BOLD fMRI Identifies Limbic, Paralimbic, and Cerebellar
Activation During Air Hunger. J. Neurophysiol. 88: 1500-1511, 2002. Air hunger
(uncomfortable urge to breathe) is a component of dyspnea (shortness of
breath). Three human H215O
positron emission tomography (PET) studies have identified activation of phylogenetically ancient structures in limbic and paralimbic regions
during dyspnea. Other studies have shown activation of these structures
during other sensations that alert the organism to urgent homeostatic
imbalance: pain, thirst, and hunger for food. We employed blood oxygen
level dependent (BOLD) functional magnetic resonance imaging (fMRI) to
examine activation during air hunger. fMRI conferred several advantages
over PET: enhanced signal-to-noise, greater spatial resolution, and
lack of ionizing radiation, enabling a greater number of trials in each
subject. Six healthy men and women were mechanically ventilated at
12-14 breaths/min. The primary experiment was conducted at mean
end-tidal PCO2 of 41 Torr. Moderate
to severe air hunger was evoked during 42-s epochs of lower tidal
volume (mean = 0.75 L). Subjects described the sensation as
"like breath-hold," "urge to breathe," and "starved for
air." In the baseline condition, air hunger was consistently relieved
by epochs of higher tidal volume (mean = 1.47 L). A control experiment in the same subjects under a background of mild hypocapnia (mean end-tidal PCO2 = 33 Torr) employed similar
tidal volumes but did not evoke air hunger, controlling for stimulus
variables not related to dyspnea. During each experiment, we maintained constant end-tidal PCO2 and
PO2 to avoid systematic changes in global
cerebral blood flow. Whole-brain images were acquired every 5 s
(T2*, 56 slices, voxel resolution 3 × 3 × 3 mm).

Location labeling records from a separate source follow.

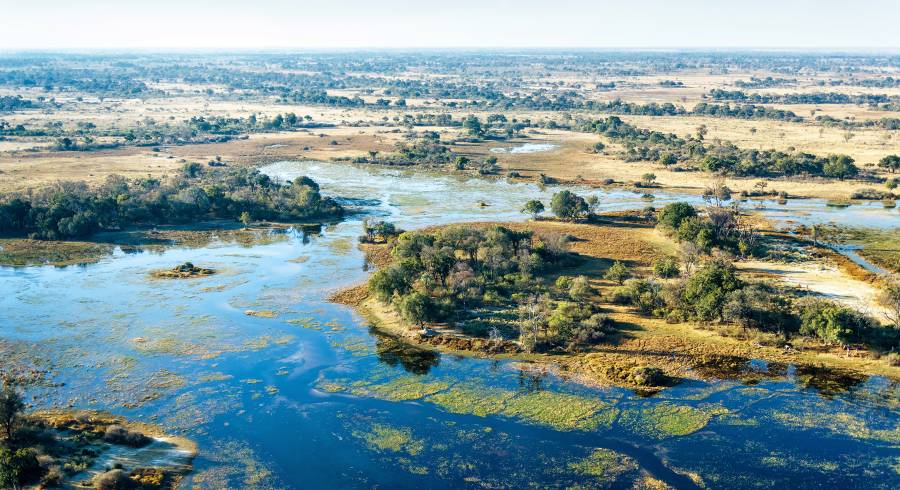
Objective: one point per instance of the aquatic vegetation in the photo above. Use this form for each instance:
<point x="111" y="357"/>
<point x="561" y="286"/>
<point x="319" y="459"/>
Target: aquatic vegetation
<point x="407" y="388"/>
<point x="842" y="423"/>
<point x="262" y="313"/>
<point x="355" y="346"/>
<point x="306" y="322"/>
<point x="472" y="400"/>
<point x="604" y="463"/>
<point x="186" y="270"/>
<point x="235" y="465"/>
<point x="558" y="410"/>
<point x="662" y="420"/>
<point x="386" y="438"/>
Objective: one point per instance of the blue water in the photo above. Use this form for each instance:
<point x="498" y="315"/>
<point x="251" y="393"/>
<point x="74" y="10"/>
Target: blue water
<point x="258" y="394"/>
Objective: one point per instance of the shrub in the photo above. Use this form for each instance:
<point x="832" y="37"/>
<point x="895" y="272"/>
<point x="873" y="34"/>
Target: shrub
<point x="18" y="466"/>
<point x="416" y="308"/>
<point x="590" y="331"/>
<point x="666" y="267"/>
<point x="645" y="295"/>
<point x="870" y="194"/>
<point x="533" y="207"/>
<point x="116" y="434"/>
<point x="568" y="205"/>
<point x="705" y="292"/>
<point x="672" y="215"/>
<point x="114" y="480"/>
<point x="833" y="323"/>
<point x="762" y="308"/>
<point x="579" y="289"/>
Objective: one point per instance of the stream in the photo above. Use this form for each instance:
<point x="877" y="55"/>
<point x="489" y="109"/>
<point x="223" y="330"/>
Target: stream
<point x="283" y="389"/>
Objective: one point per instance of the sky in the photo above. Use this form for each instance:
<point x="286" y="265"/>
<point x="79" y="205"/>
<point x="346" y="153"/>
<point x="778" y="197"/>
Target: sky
<point x="373" y="24"/>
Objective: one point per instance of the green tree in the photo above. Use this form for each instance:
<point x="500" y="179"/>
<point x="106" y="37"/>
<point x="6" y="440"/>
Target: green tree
<point x="580" y="289"/>
<point x="568" y="205"/>
<point x="11" y="406"/>
<point x="617" y="272"/>
<point x="473" y="125"/>
<point x="839" y="167"/>
<point x="833" y="323"/>
<point x="890" y="163"/>
<point x="415" y="308"/>
<point x="706" y="291"/>
<point x="671" y="216"/>
<point x="533" y="207"/>
<point x="666" y="267"/>
<point x="18" y="466"/>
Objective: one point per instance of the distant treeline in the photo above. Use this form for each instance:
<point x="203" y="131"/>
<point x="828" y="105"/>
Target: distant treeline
<point x="84" y="80"/>
<point x="9" y="103"/>
<point x="197" y="129"/>
<point x="887" y="82"/>
<point x="889" y="123"/>
<point x="670" y="149"/>
<point x="815" y="98"/>
<point x="75" y="209"/>
<point x="756" y="82"/>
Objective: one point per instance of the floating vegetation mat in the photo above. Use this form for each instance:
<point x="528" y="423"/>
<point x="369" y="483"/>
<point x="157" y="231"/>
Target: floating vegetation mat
<point x="662" y="420"/>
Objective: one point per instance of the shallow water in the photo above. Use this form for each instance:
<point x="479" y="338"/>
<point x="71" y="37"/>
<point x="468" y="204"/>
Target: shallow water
<point x="311" y="398"/>
<point x="526" y="148"/>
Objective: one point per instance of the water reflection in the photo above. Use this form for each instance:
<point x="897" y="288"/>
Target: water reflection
<point x="412" y="359"/>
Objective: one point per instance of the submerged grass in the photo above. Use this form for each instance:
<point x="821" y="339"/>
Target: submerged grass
<point x="383" y="437"/>
<point x="663" y="420"/>
<point x="605" y="464"/>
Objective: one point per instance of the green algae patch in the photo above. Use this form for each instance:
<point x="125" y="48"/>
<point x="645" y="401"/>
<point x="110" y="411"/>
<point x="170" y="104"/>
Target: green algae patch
<point x="386" y="438"/>
<point x="235" y="465"/>
<point x="407" y="388"/>
<point x="306" y="322"/>
<point x="839" y="423"/>
<point x="262" y="313"/>
<point x="476" y="401"/>
<point x="558" y="410"/>
<point x="356" y="347"/>
<point x="605" y="464"/>
<point x="403" y="388"/>
<point x="665" y="419"/>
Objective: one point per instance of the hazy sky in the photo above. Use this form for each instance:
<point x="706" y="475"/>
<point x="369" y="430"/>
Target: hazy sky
<point x="225" y="24"/>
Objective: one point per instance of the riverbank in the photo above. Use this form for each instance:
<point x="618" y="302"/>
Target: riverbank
<point x="81" y="449"/>
<point x="678" y="350"/>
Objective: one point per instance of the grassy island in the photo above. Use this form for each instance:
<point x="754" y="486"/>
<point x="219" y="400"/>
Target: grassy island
<point x="635" y="298"/>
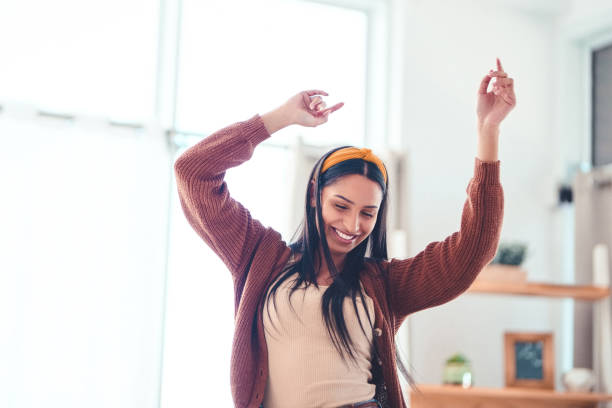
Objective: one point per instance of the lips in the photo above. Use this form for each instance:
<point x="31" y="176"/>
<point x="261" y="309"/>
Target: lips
<point x="342" y="237"/>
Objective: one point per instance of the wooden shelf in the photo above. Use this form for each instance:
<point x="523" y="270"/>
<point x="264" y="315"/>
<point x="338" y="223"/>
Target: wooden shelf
<point x="584" y="292"/>
<point x="457" y="396"/>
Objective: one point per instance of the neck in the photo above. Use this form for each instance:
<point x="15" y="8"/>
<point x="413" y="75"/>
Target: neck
<point x="321" y="263"/>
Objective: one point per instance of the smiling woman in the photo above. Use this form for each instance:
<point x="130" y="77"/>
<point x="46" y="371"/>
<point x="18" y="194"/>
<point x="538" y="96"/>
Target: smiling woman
<point x="341" y="245"/>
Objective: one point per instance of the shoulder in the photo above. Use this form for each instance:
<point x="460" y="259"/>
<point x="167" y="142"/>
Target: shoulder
<point x="376" y="268"/>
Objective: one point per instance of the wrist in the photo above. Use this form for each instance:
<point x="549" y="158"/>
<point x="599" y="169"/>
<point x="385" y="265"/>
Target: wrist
<point x="488" y="129"/>
<point x="276" y="120"/>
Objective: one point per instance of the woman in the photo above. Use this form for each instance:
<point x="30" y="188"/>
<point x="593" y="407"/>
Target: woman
<point x="292" y="352"/>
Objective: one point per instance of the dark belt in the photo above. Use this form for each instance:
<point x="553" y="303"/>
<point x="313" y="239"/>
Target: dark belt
<point x="372" y="404"/>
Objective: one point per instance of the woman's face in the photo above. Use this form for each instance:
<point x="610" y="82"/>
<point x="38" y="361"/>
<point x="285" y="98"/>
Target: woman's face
<point x="350" y="208"/>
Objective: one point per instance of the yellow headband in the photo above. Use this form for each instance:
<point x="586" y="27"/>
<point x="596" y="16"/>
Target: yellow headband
<point x="353" y="153"/>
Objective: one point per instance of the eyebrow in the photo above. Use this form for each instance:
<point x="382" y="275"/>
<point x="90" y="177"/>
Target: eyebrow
<point x="346" y="199"/>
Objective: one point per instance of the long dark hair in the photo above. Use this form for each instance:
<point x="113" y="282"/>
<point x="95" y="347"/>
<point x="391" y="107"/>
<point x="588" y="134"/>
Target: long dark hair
<point x="307" y="240"/>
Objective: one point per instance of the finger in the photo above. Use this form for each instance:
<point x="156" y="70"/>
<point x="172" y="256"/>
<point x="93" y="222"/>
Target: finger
<point x="501" y="74"/>
<point x="508" y="99"/>
<point x="484" y="84"/>
<point x="333" y="108"/>
<point x="314" y="101"/>
<point x="316" y="92"/>
<point x="504" y="82"/>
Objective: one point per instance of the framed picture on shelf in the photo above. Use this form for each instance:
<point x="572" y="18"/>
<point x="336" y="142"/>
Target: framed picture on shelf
<point x="529" y="360"/>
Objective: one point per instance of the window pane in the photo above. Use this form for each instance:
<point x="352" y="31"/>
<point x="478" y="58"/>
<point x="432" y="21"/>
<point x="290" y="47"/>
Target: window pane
<point x="80" y="56"/>
<point x="239" y="58"/>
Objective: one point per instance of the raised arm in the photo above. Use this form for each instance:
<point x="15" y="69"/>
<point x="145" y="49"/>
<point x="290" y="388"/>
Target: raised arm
<point x="445" y="269"/>
<point x="222" y="222"/>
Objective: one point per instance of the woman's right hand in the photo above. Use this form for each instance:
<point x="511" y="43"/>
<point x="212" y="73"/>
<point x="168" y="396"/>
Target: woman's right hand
<point x="307" y="108"/>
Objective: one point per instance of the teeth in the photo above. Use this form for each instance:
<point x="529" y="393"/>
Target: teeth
<point x="344" y="235"/>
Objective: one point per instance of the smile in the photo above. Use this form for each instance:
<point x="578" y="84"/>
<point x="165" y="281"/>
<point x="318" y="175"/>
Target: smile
<point x="344" y="237"/>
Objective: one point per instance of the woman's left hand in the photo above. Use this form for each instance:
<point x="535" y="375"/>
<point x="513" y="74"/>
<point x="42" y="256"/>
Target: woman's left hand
<point x="495" y="105"/>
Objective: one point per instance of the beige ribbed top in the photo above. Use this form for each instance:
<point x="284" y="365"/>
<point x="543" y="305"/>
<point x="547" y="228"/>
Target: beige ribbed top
<point x="305" y="369"/>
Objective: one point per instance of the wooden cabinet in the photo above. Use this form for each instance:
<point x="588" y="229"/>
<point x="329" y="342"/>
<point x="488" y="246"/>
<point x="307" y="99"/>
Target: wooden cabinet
<point x="452" y="396"/>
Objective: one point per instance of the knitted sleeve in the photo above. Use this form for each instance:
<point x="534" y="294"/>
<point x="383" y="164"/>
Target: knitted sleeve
<point x="222" y="222"/>
<point x="445" y="269"/>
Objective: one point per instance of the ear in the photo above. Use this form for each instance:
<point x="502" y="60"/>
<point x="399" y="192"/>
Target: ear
<point x="311" y="190"/>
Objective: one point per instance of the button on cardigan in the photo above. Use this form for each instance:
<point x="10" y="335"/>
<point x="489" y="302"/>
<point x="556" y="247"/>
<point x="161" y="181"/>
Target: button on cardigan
<point x="255" y="255"/>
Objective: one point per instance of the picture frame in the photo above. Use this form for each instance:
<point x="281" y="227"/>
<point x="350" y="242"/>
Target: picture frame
<point x="529" y="360"/>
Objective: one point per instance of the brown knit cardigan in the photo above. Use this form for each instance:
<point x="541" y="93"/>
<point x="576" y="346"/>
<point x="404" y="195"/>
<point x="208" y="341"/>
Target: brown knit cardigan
<point x="255" y="255"/>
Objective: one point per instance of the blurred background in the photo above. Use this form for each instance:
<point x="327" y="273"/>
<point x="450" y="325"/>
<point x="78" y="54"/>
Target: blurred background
<point x="109" y="299"/>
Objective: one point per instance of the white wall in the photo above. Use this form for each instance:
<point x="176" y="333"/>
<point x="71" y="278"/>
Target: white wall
<point x="450" y="46"/>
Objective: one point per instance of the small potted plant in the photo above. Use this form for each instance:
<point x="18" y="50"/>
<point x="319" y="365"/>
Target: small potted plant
<point x="506" y="266"/>
<point x="458" y="371"/>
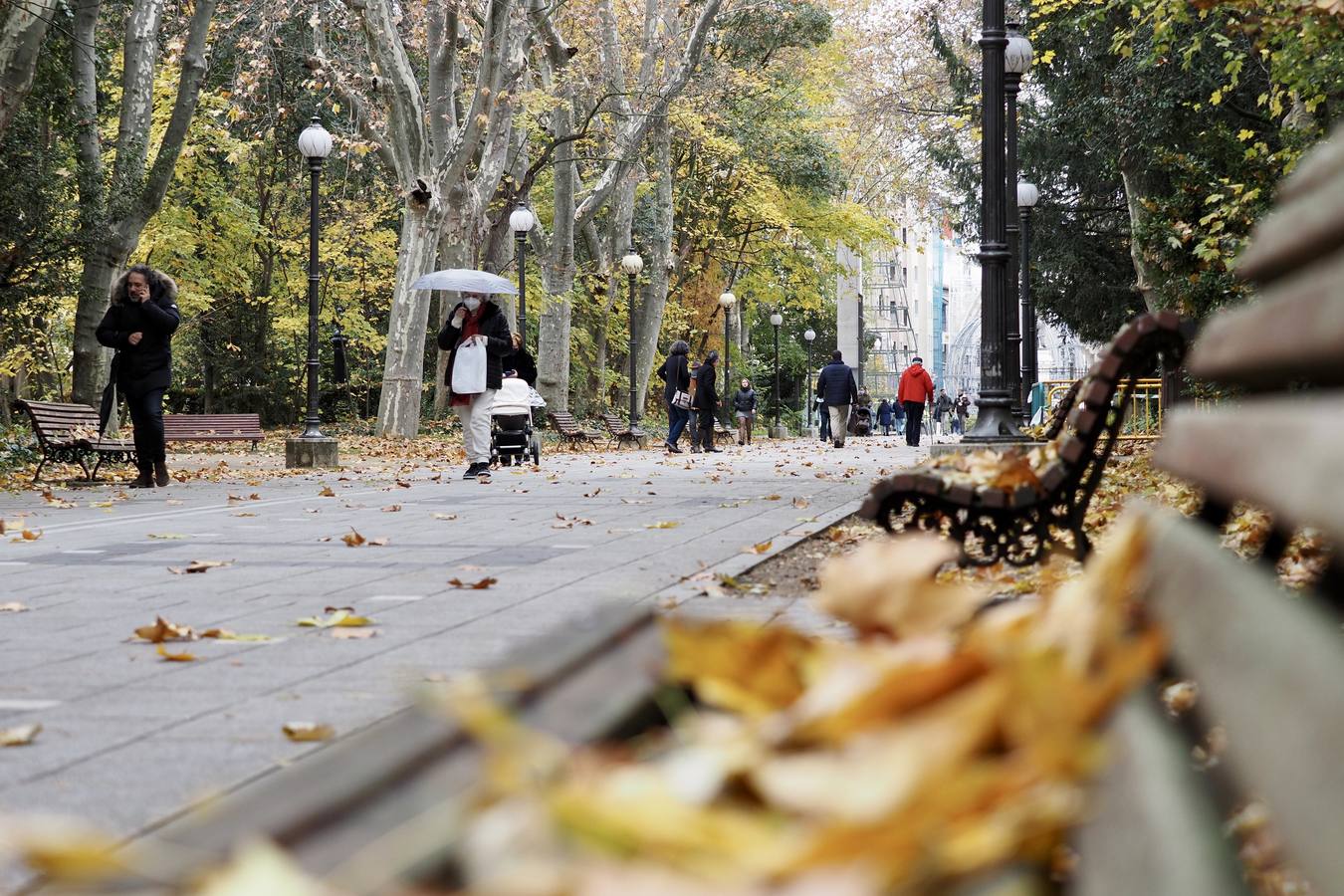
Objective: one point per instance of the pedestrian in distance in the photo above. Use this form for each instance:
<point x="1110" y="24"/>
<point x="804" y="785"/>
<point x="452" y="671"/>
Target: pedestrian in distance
<point x="744" y="404"/>
<point x="676" y="392"/>
<point x="941" y="411"/>
<point x="884" y="416"/>
<point x="706" y="403"/>
<point x="476" y="336"/>
<point x="960" y="410"/>
<point x="138" y="324"/>
<point x="839" y="391"/>
<point x="914" y="391"/>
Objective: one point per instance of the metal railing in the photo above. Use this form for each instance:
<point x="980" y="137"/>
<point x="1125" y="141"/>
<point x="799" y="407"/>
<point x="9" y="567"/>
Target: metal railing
<point x="1143" y="416"/>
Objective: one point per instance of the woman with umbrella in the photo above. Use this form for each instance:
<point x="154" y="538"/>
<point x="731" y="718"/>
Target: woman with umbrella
<point x="476" y="337"/>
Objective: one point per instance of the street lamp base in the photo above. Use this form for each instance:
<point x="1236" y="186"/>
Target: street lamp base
<point x="311" y="453"/>
<point x="994" y="426"/>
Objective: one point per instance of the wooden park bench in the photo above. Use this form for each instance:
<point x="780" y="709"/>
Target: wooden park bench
<point x="1021" y="526"/>
<point x="620" y="431"/>
<point x="69" y="434"/>
<point x="1267" y="662"/>
<point x="212" y="427"/>
<point x="567" y="430"/>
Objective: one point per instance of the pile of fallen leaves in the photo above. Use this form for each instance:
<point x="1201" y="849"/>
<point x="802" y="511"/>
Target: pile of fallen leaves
<point x="951" y="737"/>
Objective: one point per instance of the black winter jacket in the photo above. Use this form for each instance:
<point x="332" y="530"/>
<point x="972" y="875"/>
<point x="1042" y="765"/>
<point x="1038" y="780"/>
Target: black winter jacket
<point x="148" y="365"/>
<point x="676" y="375"/>
<point x="706" y="396"/>
<point x="498" y="342"/>
<point x="836" y="385"/>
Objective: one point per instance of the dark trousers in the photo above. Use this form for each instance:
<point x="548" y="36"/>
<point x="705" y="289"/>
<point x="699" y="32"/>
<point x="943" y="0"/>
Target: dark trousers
<point x="705" y="434"/>
<point x="678" y="418"/>
<point x="914" y="418"/>
<point x="146" y="415"/>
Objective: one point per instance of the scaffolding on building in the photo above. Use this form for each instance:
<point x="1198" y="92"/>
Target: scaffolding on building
<point x="887" y="327"/>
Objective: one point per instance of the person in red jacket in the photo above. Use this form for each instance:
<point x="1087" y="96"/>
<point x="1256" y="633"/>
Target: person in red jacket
<point x="914" y="391"/>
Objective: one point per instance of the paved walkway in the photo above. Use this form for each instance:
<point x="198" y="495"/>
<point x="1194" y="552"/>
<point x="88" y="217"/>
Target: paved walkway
<point x="129" y="739"/>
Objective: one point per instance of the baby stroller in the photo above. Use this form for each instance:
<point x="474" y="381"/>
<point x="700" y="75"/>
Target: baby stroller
<point x="860" y="421"/>
<point x="513" y="437"/>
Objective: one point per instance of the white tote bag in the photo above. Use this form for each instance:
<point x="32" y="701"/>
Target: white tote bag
<point x="469" y="368"/>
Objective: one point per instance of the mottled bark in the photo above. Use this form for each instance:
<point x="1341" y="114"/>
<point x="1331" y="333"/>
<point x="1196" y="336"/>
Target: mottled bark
<point x="113" y="215"/>
<point x="20" y="39"/>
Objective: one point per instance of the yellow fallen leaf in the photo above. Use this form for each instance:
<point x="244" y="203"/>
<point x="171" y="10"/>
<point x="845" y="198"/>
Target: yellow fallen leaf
<point x="62" y="850"/>
<point x="176" y="657"/>
<point x="19" y="735"/>
<point x="303" y="731"/>
<point x="260" y="868"/>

Activations associated with air hunger were determined using
voxel-based interaction analysis of covariance that compared data
between primary and control experiments (SPM99). We detected
activations not seen in the earlier PET study using a similar air
hunger stimulus (Banzett et al. 2000). Limbic and
paralimbic loci activated in the present study were within anterior
insula (seen in all 3 published studies of dyspnea), anterior
cingulate, operculum, cerebellum, amygdala, thalamus, and basal
ganglia. Elements of frontoparietal attentional networks were also
identified. The consistency of anterior insular activation across
subjects in this study and across published studies suggests that the
insula is essential to dyspnea perception, although present data
suggest that the insula acts in concert with a larger neural network.